É justamente esse bocado que faz com que uma parte considerável da classe dominante brasileira rejeite o cinema nacional, até o ponto de, vencida pelo talento e pela resistência, cooptá-lo e convertê-lo em grande negócio, como demonstram as filmografias de Fernando Meirelles e, sobretudo, de Walter Salles. As escolas de samba do Rio de Janeiro são o equivalente dessa cooptação no campo da música. A classe dominante lesa-pátria não gosta do Brasil do samba porque é herdeira dos colonizadores; e, quando chega a gostar, é porque foi vencida pelo talento e pela resiliência dos artistas que inveja. Como poderia gostar de um cinema que se propõe a ser samba?
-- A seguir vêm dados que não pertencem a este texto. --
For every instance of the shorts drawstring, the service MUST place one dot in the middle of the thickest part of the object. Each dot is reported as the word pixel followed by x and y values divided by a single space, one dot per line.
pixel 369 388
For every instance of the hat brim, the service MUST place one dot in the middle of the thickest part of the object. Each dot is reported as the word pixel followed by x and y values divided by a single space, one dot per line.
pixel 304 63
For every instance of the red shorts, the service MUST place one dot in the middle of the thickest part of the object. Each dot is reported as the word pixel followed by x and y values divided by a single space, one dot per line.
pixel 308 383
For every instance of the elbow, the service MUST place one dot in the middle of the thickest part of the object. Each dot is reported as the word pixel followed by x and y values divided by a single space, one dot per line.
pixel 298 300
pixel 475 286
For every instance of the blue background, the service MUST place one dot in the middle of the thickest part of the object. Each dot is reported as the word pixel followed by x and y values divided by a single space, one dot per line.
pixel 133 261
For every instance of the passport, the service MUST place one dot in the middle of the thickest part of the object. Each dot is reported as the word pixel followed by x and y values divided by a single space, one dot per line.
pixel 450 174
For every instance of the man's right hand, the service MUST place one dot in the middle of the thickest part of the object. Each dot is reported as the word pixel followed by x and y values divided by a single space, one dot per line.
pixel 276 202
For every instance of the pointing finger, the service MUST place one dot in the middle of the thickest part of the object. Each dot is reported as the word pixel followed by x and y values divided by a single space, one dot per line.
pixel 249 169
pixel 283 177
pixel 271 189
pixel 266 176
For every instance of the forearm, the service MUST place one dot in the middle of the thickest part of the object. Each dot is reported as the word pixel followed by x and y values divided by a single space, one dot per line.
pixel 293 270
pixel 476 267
Apenas quando esse cinema põe o “Tio Sam pra conhecer a nossa batucada”, como propõe o genial — e também baiano — Assis Valente, em seu clássico “Brasil pandeiro”.
O filme de Kleber Mendonça Filho tem valor independentemente de ter sido laureado com prêmios internacionais — que isso fique claro! O bocado de tristeza que carrega já estava em “Xica da Silva” e “Bye Bye Brasil”, de Cacá Diegues; em “Lúcio Flávio, passageiro da agonia” e “Pixote”, de Hector Babenco; em “Pra frente, Brasil”, de Roberto Farias, e “O bom burguês”, de Oswaldo Caldeira. Do mesmo modo, sua picardia, sexualidade e humor já estavam em “República dos assassinos”, “Leila Diniz” e “For All”, de Luiz Carlos Lacerda, bem como em “Carlota Joaquina”, de Carla Camurati.
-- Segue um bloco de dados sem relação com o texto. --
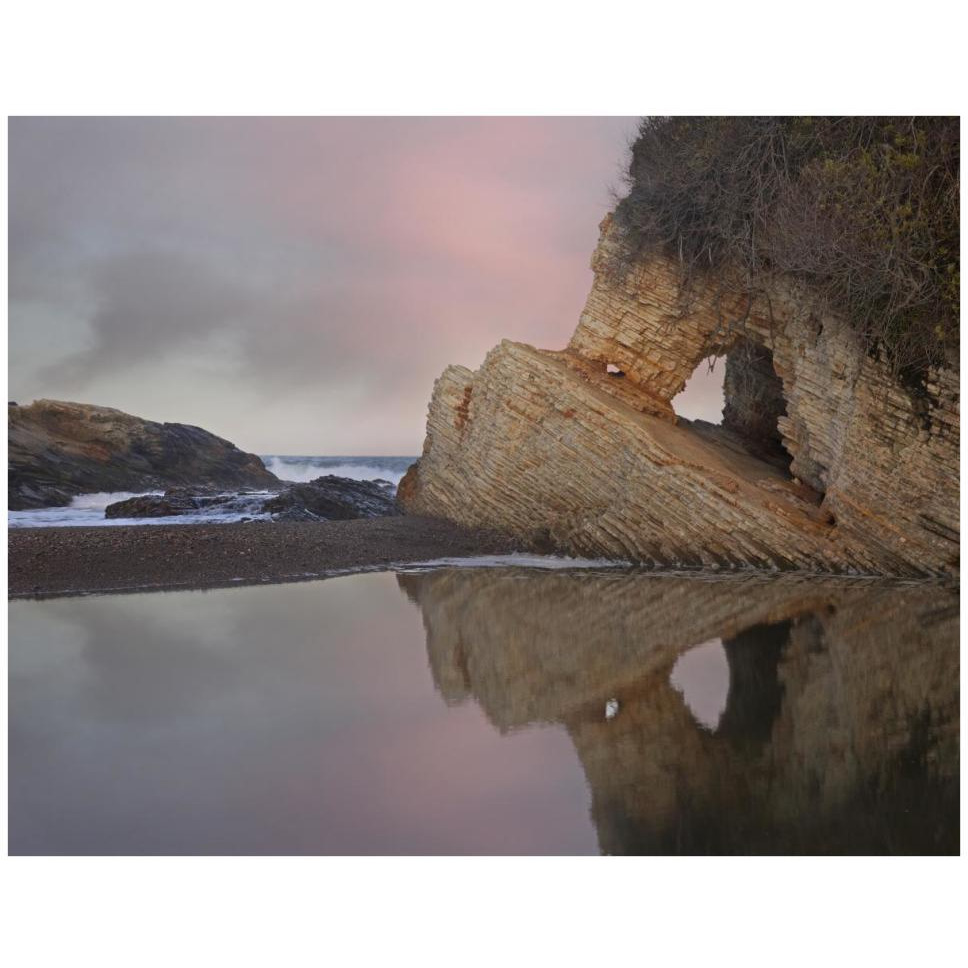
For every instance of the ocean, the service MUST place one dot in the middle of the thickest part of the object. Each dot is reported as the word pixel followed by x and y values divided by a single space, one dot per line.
pixel 87 510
O ser-tão de Kleber Mendonça Filho já estava em “Deus e o diabo na terra do sol” e “O dragão da maldade contra o santo guerreiro”, de Glauber Rocha, e em “Vidas secas”, do mestre Nelson Pereira dos Santos. O cinema brasileiro sobreviveu e esteve vivíssimo no campeão de bilheteria “Dona Flor e seus dois maridos”, de Bruno Barreto, inspirado no romance do baiano Jorge Amado e com tema escrito pelo compositor, sambista e escritor carioca Chico Buarque de Hollanda, herdeiro artístico de Noel Rosa.
Um filme é sempre “para todos”. O cinema nacional resistiu às chanchadas da Atlântida, com Grande Otelo e Oscarito; às pornochanchadas de Neville de Almeida, inspiradas na obra de Nelson Rodrigues; ao experimentalismo de Arnaldo Jabor; à censura explícita ou velada; à retomada; e aos anos fascistas e pandêmicos da gestão Bolsonaro, o inimigo mais feroz já enfrentado pelo cinema brasileiro.
“O agente secreto” pertence a essa arqueologia do saber e a essa genealogia do poder. Ele é o cinema novo que grita: “quero ser velho, de novo eterno, quero ser novo de novo”. Viva o samba, viva o morro, viva o Nordeste, viva o cinema de Kleber Mendonça Filho, viva o cinema novo!
Jean Wyllys é jornalista, escritor e artista visual. Autor, entre outros livros, de O anonimato dos afetos escondidos (Tusquest, 2025), Falsolatria (Editora Nós e Edições Sesc SP) e O que não se pode dizer (Civilização Brasileira, 2022).